KK: An image taken of the “present,” whenever that is, is so strong—vivid in hue, aspect, substance—because it’s a document. I seek even now to explore new forms for documentary to take. When you layer things in the way we’ve been discussing, the layers produce meaning, metaphors emerge as you go deeper into the juxtapositions that arise, and the ways of seeing the image multiply. Not because it’s a collage, because you have layers, like this [indicates the accordion shape of a camera bellows].
RK: I understand that when it came time to actually make the book, there were a lot of complications on the road from the dummy version to its final form. You were unable to put it out as you first envisioned it, in two volumes, and instead everything had to be layered physically into one volume.

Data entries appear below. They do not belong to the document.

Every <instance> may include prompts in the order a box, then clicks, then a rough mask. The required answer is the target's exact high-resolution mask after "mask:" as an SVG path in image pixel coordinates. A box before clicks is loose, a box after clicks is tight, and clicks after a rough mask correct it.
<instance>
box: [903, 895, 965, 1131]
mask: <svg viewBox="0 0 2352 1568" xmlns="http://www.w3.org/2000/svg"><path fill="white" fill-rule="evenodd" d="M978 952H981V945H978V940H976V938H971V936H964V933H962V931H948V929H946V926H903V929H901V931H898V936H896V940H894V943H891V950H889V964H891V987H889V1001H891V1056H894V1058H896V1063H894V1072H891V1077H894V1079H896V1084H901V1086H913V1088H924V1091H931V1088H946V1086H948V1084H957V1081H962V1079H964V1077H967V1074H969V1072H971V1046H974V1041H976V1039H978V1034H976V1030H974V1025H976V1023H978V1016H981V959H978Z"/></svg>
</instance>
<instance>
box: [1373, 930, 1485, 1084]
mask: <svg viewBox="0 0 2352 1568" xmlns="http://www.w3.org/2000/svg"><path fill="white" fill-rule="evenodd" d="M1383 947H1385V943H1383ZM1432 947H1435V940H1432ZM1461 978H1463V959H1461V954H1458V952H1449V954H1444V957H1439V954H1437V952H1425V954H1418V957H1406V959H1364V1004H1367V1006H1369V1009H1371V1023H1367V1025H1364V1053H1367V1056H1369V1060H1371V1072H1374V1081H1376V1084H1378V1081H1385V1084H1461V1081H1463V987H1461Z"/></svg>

KK: That was the plan proposed by our fantastic designer, Kohei Sugiura—to split The Map in two. On the one hand, there were the Stain photographs; they added up to a good proportion of the whole. Then there were the other photographs, the Hinomaru flag photograph, the monuments, the more symbolic stuff. We split these photographs into two volumes—half in one, half in the other—and we’d put them in one case. So, the viewer would have to take them out and look at one volume, then open the other. So, it was only in their heads that the whole “map” ever existed. It was so creative, this idea. But I thought it was too hard to understand. Someone buying the thing would have to realize that he has to look at one volume and then another just to figure out what’s going on. It’s too much trouble.
Anyway, to skip to the end of the story, it was decided that the thing was too big—it would be too expensive—so we had to make it smaller. To make it smaller, we decided it should fold out on every page—Kannon-style [referring to the Buddhist goddess of mercy], they call it, with the hinged doors. Sugiura asked how many pages we should make that way. I thought, if we go that way, we should go all the way. With a triptych, when you fold the sides over a central image, what’s hidden becomes a sacred icon. That’s the meaning of that design—exactly what the Japanese term means, like opening an altar to view an image of Kannon. So, we redesigned every page that way, and it took about a year or so to do it.
RK: The Map came out in 1965, on the twentieth anniversary of the end of the war, and it was talked about quite a bit. Though, I gather it didn’t sell that well?
KK: I was afraid it might be passed over entirely, so I took a copy to each publication that ran real criticism. I took the book physically to their offices, right to the writers. I remember one guy, Hiroshi Iwada, the poet. He wrote something in the newspaper Nihon Dokusho Shimbun. And then there was Tatsuhiko Shibusawa [a novelist and critic]; I got him to write something somewhere, too. So, word trickled out like that, and as far as critical opinion was concerned, people thought it was a pretty great thing.
RK: You called the work you did before The Map “symbolic documentary,” Ikko Narahara’s Human Land photographs were eventually called a “personal document,” and Eikoh Hosoe called Kamaitachi a “memory document.” Shomei Tomatsu never used the term, but in the end, it seemed to me that this generation of photographers considered all photography to be “documentary.”
KK: We had no strong consciousness of it. I mean, we never debated things in those terms, but I know what you’re saying. Now that I hear you say it, I can’t help but think, Yes, that’s exactly it!